Complaints is a poetry collection by Edmund Spenser, published in 1591. It contains nine poems. Its publisher, William Ponsonby, added an introduction of his own.
The poem is narrated by Verulame, female spirit of Verulamium, and praises the late Robert Dudley, 1st Earl of Leicester, though perhaps in an ironic tone.
This poem was dedicated to Alice Spencer, Countess of Derby. It was composed around 1580. We hear from the Muses in order: Clio, Melpomene, Thalia, Euterpe, Terpsichore, Erato, Calliope, Urania, and Polyhymnia. The order is traditional, following a Latin mnemonic poem De musarum inventis, and had been adopted by the earlier English writer Gabriel Harvey in his Smithus.

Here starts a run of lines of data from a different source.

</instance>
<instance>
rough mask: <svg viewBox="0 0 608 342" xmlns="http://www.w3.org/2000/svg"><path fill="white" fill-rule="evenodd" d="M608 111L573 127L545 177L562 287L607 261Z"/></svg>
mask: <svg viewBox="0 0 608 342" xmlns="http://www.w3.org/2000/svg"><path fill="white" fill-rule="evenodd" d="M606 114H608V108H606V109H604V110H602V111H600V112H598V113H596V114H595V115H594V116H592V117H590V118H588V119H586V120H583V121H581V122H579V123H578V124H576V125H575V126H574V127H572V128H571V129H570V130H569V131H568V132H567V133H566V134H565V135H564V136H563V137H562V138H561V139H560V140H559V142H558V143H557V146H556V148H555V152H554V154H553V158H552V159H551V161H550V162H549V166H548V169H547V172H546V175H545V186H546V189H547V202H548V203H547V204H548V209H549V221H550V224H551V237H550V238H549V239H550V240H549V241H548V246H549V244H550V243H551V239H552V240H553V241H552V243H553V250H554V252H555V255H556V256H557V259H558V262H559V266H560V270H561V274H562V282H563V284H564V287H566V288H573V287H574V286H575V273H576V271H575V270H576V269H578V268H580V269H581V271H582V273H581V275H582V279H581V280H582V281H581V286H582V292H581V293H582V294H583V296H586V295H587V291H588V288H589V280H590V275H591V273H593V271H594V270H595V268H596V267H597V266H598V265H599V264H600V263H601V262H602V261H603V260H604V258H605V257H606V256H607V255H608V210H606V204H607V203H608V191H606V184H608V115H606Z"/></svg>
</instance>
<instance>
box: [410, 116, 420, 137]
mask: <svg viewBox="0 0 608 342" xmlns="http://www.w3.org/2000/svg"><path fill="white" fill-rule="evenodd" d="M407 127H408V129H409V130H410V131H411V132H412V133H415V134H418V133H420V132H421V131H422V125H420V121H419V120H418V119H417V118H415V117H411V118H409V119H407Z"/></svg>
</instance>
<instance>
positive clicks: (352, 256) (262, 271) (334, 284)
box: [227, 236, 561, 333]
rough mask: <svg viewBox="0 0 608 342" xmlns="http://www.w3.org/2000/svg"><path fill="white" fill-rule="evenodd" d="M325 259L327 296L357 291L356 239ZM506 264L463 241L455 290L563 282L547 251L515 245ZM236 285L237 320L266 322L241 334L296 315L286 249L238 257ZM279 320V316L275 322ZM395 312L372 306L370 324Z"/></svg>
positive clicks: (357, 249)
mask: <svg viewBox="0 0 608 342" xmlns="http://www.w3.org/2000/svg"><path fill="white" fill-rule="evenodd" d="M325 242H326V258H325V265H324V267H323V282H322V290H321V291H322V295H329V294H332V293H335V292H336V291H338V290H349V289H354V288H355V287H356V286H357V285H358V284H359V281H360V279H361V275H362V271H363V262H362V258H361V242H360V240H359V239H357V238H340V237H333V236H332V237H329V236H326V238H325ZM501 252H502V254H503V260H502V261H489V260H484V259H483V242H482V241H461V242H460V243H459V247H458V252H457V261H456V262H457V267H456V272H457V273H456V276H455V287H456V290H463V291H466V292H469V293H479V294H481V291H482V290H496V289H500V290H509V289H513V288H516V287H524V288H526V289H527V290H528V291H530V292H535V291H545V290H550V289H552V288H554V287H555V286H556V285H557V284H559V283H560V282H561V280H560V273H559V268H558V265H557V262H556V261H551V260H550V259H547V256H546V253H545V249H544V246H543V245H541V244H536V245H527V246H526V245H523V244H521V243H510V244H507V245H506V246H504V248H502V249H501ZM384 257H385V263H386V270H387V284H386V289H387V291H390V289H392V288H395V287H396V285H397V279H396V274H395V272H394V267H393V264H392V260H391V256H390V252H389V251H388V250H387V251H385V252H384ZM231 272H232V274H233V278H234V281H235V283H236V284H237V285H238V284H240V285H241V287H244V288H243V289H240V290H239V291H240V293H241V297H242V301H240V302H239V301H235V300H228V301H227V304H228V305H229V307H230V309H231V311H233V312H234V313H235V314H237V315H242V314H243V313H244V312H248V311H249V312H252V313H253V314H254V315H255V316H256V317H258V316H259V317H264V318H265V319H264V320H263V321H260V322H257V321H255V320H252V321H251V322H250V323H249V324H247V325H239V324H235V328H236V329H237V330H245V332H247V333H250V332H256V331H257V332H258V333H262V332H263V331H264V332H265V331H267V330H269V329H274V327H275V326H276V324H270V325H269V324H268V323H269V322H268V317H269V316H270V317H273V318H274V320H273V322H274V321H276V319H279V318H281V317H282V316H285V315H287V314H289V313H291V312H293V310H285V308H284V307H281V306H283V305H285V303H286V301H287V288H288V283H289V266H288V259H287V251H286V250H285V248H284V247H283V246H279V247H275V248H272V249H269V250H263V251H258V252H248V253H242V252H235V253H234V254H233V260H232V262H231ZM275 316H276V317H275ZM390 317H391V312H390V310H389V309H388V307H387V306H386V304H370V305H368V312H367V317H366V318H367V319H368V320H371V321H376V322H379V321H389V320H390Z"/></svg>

The poem is concerned with the state of contemporary literature, but also mourns the death of the poet Richard Willes in about 1579. It was suggested by William Warburton in the 18th century that the lines from Shakespeare's A Midsummer Night's Dream on the nine Muses mourning the death/ of Learning, first deceas'd in beggary refer to this poem.
A translation of Culex, an epyllion traditionally attributed to Virgil, it is a beast fable, and was dedicated to Robert Dudley, 1st Earl of Leicester, who had died in 1588.